Poetry from Logic of the Lost
THE WILDERNESS EXPERIENCE
for David
Somewhere below the balsam summit,
the trail we followed from the valley
is gone. Wide as a boulevard
beside our morning camp, it narrowed
away from the river, collapsed to a suggestion
of ferns, and now has disappeared
beneath stump-spill and jackstraw trees.
The last blaze mark was an hour ago,
and cryptic light is slanting across
our unshouldered packs. We are lost.
When the Puritans sagged to that rocky coast,
they did not know the sea of trees
before them was as vast as the ocean behind;
they knew only their fears: beasts
and devils, unimaginable darkness.
They hacked graveyards and clearings, roughed out
scaffolds and cabins, each acre
of ragged stumps a sanctuary.
In the deep gloom of rhododendron,
I recall how every season someone
strays from a mountain trail and dies,
someone who did not expect to, and I
begin to understand the Puritans.
I see myself in stiff clothes,
swinging an axe against the wall
of woods around me, wanting it gone,
wanting to be back at the river
by a dwindling fire, not pulling myself
through heath-hells and gullies choked with roots.

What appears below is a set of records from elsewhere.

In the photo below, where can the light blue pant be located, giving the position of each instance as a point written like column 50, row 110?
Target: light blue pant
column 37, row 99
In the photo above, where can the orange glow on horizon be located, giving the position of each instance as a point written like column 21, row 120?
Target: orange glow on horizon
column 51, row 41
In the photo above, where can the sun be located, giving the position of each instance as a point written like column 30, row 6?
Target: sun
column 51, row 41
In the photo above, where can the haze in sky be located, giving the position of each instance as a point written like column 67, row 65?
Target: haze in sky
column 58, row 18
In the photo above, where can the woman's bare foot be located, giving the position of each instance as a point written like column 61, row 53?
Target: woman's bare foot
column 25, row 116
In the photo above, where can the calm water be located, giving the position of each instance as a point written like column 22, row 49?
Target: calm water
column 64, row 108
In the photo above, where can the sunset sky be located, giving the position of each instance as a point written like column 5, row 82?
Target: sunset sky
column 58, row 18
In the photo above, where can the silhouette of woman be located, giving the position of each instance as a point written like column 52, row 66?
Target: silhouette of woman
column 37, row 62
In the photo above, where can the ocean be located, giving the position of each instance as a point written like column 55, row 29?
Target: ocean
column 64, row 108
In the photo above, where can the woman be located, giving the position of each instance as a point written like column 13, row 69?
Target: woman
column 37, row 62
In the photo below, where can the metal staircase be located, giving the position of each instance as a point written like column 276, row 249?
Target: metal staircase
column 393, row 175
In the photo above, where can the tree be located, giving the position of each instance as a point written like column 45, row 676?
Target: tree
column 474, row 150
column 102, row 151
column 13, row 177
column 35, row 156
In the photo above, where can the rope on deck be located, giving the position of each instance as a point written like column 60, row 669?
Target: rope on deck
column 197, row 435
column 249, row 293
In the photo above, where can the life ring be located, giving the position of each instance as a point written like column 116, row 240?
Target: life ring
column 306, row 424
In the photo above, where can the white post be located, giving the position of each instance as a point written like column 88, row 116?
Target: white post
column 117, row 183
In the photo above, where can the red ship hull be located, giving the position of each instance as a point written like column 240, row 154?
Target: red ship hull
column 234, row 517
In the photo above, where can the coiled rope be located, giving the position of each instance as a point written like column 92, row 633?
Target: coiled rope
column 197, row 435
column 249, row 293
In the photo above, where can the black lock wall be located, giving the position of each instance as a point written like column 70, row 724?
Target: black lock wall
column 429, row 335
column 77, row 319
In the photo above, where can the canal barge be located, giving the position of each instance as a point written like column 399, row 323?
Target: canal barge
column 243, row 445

With the logic of the lost, we grope
the way we came, hand by hand,
the hardest way, the only way
toward what we think we know.
​
-Published in Coraddi
FANTASIA AFTERTHOUGHT
Tottering on a balding hassock,
thick pencil for baton in hand, my son conducts
Dukas and Disney--the Sorcerer's Apprentice.
His pajama sleeves loose
as blue pillowcases,
he steers Mickey toward the wizard's glowing
moon-starred hat and helps him
spark a broom to chores.
But the mouse drowses off, and soon dreams
he is commanding stars and seas: streaking comets,
oceans crashing at his cue. My son flails and rocks
through this cosmic whimsy,
embellishing the tale
with full-mouth fortes and heart-jolting leaps
above the hassock, shrill
warnings pitched for naught.
Meanwhile, the broom, hexed with the single-
mindedness of a child, fetches pail after pail
to the overfilled cistern. Swept from dreams to sense,
Mickey whirlpools toward his
rashest blunder--raising
an axe to his helper. The splinters, like small
lies, come back with their own
lives: keen, insistent.
My son conducts hugely, happily
lost in the myth of pure control, oblivious
to those dreams he will prod to life and abandon,
to orders and endings
impossible to charm,
to gray wizards waiting to dash his work
to droplets and broom him
through the splintered air.
​
-Published in Chiaroscuro
'OH! BLESSED RAGE FOR ORDER'
I never saw my father shop for anything
except grass seed and groceries, maybe
a wrench or a box of nails. Still,
in the middle of washing a load of socks,
my mother would answer the door
and there would be a workman
with a washing machine strapped to a dolly.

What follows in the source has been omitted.